Ibovespa sustenta alta e dólar cede apesar de tensão entre EUA e Irã

Ricardo AlmeidaRicardo AlmeidaAções10 horas atrás8 Visualizações

O Ibovespa voltou a firmar terreno positivo nesta terça-feira (9) e fechou em alta de 0,57%, aos 169.634 pontos, contrariando a queda dos principais índices de Wall Street. O movimento se deu mesmo após o presidente dos Estados Unidos, Donald Trump, afirmar que “será necessário responder” ao Irã, acusado de derrubar um helicóptero Apache no Estreito de Ormuz.

Geopolítica não freou o humor em São Paulo

  • A declaração de Trump provocou uma rápida virada negativa nos mercados globais, mas o tom voltou a melhorar com relatos de avanço nas negociações de paz.
  • No mesmo momento, o petróleo Brent caiu quase 3%, a US$ 91,45 o barril. Para a Bolsa brasileira, preços de petróleo mais baixos tendem a pressionar Petrobras (PETR4), porém reduzem expectativas de inflação mundial, o que favorece papéis mais sensíveis a juros.
  • Enquanto o S&P 500 recuou 1,5% puxado por empresas de semicondutores, o Ibovespa encontrou suporte na rotação para bancos e varejo doméstico.

Comportamento do dólar

O dólar à vista chegou a tocar R$ 5,19 após a fala de Trump, mas terminou o dia em leve queda perto de R$ 5,17. Dois fatores explicam:

  • Alívio nos Treasuries norte-americanos, que reduziram o prêmio de risco internacional.
  • Reentrada de fluxo estrangeiro para ações e renda fixa locais, atraído pela taxa Selic em 14,5% ao ano—um diferencial ainda elevado frente a pares emergentes.

Para o investidor iniciante, vale lembrar que um dólar mais fraco tende a reduzir custos de importação e, no médio prazo, aliviar a inflação, mas também diminui a receita de exportadoras listadas na B3.

Ações em destaque

  • Itaú (ITUB4) subiu 1,5% e ajudou o índice a segurar a alta, beneficiado pelo recuo dos juros futuros.
  • Vale (VALE3) ficou estável (-0,1%) em dia de ajuste nos preços do minério de ferro.
  • Petrobras (PETR4) cedeu 0,6%, acompanhando a queda do Brent.
  • Braskem (BRKM5) disparou mais de 7% após anunciar novo CEO, mostrando como notícias corporativas pontuais podem sobrepor-se ao cenário externo.

Renda fixa respira

Depois de seis sessões de alta, as taxas de Depósitos Interfinanceiros (DIs) recuaram até 10 pontos-base.

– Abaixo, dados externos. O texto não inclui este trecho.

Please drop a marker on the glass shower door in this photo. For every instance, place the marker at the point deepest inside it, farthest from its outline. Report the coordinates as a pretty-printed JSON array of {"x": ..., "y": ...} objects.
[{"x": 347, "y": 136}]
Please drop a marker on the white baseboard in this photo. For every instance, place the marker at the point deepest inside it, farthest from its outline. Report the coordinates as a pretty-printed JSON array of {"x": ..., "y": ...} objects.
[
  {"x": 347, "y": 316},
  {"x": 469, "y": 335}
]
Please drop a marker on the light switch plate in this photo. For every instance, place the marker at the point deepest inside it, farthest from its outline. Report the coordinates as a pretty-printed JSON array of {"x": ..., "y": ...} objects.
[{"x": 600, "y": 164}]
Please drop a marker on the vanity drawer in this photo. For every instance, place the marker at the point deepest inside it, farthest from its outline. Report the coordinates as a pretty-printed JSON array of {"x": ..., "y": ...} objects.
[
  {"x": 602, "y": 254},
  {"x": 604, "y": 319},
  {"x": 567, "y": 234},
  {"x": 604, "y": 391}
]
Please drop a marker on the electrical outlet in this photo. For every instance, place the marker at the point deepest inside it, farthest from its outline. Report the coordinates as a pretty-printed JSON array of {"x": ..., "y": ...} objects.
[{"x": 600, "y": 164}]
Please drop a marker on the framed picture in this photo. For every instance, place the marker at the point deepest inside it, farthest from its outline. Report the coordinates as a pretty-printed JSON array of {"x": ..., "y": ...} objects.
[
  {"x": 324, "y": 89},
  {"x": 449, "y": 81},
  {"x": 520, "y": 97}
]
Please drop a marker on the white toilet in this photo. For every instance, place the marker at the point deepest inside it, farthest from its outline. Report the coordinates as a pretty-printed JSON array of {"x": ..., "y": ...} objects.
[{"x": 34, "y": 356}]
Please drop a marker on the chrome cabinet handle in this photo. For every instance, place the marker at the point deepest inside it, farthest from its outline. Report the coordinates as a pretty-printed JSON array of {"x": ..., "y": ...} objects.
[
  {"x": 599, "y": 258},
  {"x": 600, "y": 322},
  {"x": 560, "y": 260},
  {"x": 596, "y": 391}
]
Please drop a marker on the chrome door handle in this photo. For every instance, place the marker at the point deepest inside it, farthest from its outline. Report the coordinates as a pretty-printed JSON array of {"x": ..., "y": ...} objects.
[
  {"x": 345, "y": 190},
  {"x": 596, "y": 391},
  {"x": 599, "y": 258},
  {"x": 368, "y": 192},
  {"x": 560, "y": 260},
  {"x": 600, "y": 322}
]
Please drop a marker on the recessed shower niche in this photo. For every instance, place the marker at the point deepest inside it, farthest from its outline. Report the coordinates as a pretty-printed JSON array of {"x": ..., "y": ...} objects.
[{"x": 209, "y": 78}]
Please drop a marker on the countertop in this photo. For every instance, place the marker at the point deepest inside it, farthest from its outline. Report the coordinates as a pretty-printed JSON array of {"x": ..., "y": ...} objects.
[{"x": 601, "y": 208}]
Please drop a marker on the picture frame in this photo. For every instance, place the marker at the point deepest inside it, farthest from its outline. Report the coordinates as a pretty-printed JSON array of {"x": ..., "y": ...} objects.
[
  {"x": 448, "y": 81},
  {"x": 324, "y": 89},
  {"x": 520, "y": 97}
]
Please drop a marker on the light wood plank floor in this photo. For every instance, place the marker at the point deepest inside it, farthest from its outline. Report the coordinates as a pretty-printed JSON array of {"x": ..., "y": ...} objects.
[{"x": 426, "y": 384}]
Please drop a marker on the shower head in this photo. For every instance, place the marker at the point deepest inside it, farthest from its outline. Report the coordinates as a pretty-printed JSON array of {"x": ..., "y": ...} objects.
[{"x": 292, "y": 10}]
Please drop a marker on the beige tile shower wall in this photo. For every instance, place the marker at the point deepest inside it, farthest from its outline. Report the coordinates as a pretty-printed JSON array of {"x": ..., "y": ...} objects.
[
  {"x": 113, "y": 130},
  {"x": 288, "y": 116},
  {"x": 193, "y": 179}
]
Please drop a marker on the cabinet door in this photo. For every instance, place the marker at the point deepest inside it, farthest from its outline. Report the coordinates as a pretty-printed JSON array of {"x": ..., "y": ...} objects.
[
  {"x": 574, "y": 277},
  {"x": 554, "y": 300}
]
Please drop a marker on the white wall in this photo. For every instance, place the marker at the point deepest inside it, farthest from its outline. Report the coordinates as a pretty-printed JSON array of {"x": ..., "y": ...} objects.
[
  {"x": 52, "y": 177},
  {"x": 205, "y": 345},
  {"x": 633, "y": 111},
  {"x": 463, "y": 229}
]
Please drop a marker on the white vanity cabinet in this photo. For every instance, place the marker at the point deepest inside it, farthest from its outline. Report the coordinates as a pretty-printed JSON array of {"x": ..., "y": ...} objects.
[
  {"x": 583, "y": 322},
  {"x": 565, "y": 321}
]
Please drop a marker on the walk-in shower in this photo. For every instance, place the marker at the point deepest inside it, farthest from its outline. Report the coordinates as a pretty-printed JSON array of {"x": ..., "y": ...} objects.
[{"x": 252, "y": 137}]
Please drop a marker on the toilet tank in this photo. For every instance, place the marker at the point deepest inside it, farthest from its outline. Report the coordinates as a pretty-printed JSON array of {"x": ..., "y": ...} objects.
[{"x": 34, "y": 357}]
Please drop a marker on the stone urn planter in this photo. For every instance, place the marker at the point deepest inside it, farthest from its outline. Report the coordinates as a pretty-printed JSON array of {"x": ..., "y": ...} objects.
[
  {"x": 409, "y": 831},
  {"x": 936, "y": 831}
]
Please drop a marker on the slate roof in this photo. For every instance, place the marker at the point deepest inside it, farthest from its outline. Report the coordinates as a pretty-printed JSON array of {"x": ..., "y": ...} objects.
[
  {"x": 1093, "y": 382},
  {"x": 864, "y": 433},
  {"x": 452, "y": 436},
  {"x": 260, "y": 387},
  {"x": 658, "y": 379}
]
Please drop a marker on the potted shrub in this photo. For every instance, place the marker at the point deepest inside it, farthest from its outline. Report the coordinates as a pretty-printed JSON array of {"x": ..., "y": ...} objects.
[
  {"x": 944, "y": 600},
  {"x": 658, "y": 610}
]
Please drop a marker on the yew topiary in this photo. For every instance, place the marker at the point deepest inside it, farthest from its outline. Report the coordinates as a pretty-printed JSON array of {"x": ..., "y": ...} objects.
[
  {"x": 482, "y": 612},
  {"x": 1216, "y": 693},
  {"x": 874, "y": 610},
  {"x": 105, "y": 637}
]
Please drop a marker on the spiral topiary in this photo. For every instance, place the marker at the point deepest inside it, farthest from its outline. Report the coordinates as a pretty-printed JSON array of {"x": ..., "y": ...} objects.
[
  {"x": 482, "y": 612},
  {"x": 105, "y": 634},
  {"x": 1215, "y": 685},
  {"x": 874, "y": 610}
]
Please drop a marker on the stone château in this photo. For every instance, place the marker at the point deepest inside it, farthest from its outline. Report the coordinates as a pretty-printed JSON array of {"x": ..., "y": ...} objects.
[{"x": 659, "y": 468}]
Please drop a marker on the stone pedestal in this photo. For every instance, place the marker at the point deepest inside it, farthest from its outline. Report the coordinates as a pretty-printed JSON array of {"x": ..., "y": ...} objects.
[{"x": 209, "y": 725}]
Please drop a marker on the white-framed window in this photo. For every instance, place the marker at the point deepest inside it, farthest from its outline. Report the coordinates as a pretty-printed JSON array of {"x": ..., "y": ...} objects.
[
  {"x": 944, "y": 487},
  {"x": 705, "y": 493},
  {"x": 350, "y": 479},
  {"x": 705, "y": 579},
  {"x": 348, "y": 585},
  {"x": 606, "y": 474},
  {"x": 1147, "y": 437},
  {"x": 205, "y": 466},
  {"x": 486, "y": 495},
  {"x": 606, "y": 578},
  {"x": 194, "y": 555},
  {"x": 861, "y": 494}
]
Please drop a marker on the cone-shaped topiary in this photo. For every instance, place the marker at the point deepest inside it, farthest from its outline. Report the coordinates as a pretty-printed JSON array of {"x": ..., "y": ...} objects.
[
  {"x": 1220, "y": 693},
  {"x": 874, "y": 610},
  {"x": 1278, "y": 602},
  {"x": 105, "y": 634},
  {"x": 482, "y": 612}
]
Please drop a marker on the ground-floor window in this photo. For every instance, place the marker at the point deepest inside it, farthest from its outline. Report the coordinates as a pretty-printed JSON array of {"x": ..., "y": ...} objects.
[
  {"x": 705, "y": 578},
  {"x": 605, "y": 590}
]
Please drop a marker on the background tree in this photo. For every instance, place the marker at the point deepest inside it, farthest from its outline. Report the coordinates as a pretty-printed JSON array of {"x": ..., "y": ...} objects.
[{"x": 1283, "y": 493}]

O contrato para janeiro/2030 caiu para 14,82% ao ano. Quando os rendimentos futuros descem, o preço dos títulos públicos (como o Tesouro Prefixado) sobe, beneficiando quem já carrega esses papéis.

Para quem está começando, é importante entender que o movimento dos DIs reflete expectativas sobre a Selic. Alívio na curva indica aposta de que o Banco Central conseguirá conter a inflação sem precisar subir mais a taxa básica.

Próximos catalisadores

  • Nos EUA, balança comercial e atualização de expectativas para juros continuam no radar.
  • Da China, saem esta semana dados de inflação ao consumidor (CPI) e produtor (PPI), relevantes para as exportadoras brasileiras de commodities.
  • No Brasil, a divulgação do IPCA de maio, na próxima sexta-feira, poderá redefinir as apostas para a Selic e, portanto, mexer tanto com o câmbio quanto com a Bolsa.

Mesmo diante de ruídos geopolíticos, o mercado doméstico mostra resiliência ao se apoiar em juros altos, fluxo externo e notícias corporativas pontuais. Para o investidor comum, diversificação e atenção ao calendário econômico seguem sendo os melhores antídotos contra dias de maior volatilidade.